Monday, July 25, 2005

More lyrical analysis

Finding one analysis (see below) of Close to the Edge wasn't enough. I stumbled upon a painstakingly detailed annotation of the lyrics, concentrating specifically on spirituality.

It's a bit ambitious to sum up all of these points in a blog post, and I'd be lying if I said I understood it all. I did an academic paper in my Philosophy and Music class that was somewhat similar to the first analysis -- I used Sting's The Soul Cages to demonstrate the use of themes that disappear and recur to link songs that also have a lyrical tie. But this one's on a different plane.

Give the second one a chance.

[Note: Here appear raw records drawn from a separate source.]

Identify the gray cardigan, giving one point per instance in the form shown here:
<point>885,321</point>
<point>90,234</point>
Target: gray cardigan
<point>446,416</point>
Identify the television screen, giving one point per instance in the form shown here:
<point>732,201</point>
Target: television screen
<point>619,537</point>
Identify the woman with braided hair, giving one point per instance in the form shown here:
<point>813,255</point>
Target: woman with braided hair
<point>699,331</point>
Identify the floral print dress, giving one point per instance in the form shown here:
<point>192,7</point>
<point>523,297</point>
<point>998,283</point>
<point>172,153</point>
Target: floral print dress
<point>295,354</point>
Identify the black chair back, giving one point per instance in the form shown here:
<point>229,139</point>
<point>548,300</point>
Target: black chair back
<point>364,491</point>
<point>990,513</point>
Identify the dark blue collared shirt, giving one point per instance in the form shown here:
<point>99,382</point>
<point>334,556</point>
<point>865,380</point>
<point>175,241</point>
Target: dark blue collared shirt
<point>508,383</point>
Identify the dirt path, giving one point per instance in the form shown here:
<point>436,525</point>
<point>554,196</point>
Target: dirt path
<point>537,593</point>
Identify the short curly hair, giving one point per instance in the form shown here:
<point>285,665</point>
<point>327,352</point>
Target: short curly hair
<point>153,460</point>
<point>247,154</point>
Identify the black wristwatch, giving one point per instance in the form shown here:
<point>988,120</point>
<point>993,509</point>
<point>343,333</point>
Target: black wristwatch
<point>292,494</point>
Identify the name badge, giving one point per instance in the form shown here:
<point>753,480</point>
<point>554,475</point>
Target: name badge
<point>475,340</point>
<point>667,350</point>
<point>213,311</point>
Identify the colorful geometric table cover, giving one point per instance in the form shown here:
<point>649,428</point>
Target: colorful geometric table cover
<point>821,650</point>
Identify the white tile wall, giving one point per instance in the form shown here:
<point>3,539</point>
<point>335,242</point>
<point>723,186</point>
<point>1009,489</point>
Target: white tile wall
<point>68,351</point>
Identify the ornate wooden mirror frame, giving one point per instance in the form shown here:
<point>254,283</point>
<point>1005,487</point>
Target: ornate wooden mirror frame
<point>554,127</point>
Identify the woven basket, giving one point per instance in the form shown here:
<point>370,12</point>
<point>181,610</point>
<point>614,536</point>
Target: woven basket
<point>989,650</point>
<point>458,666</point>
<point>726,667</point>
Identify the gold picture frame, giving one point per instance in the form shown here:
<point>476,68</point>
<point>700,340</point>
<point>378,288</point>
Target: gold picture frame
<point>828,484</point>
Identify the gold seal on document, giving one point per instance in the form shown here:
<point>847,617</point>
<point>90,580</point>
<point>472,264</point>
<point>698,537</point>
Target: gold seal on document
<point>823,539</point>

It's a strange read at first -- the writer seems a little hyper as he points out his spiritual kinship with Yes' Jon Anderson, a bit like an overenthusiastic tour guide showing prospective students around a college campus, or perhaps Doors keyboardist Ray Manzarek pontificating about Jim Morrison's status as a shaman.

As I understand it, the message of Close to the Edge (at least as interpreted here) is that we should only keep one foot in this world and one foot in the spiritual world, which we encounter at the "edge." All the petty distractions of the world melt away -- they have to -- as we seek God. And it's not enough to know God's name, which really tells us nothing. Add it all up, and it's almost enough to make me revive my flirtation with Unitarianism.

It also explains to me another reason why parents tend to return to church after spending their early single years drifting away. The reason most people give is that they want their kids to have a religious grounding. But I think it's also because parenting makes us more spiritual. We feel like we're part of a flowing lifeforce, the river or the "cord" described in Close to the Edge. Since becoming a parent, I've found that being around kids and other parents is an uplifting experience for me. This song explains why.

I also wonder if there are any songs today that could merit this level of scrutiny. Even newer Yes music doesn't seem to have deep meanings wrapped in many layers woven into a complex work of art.

But some people are trying to find that meaning, and on that note, please check out this annotation of Gwen Stefani's Hollaback Girl.

(I have seen some hostile reaction to this amusing piece of work, claiming that Hollaback Girl is a vital feminist statement. After reading the spiritual themes of Close to the Edge, I think Gwen is pushing an exclusionary form of feminism that doesn't allow those of a Buddhist orientation -- including Zen-ified Christians and Unitarians -- to take part. A follower of Zen or Buddhism would neither talk shit nor care whose shit Gwen is referring to.)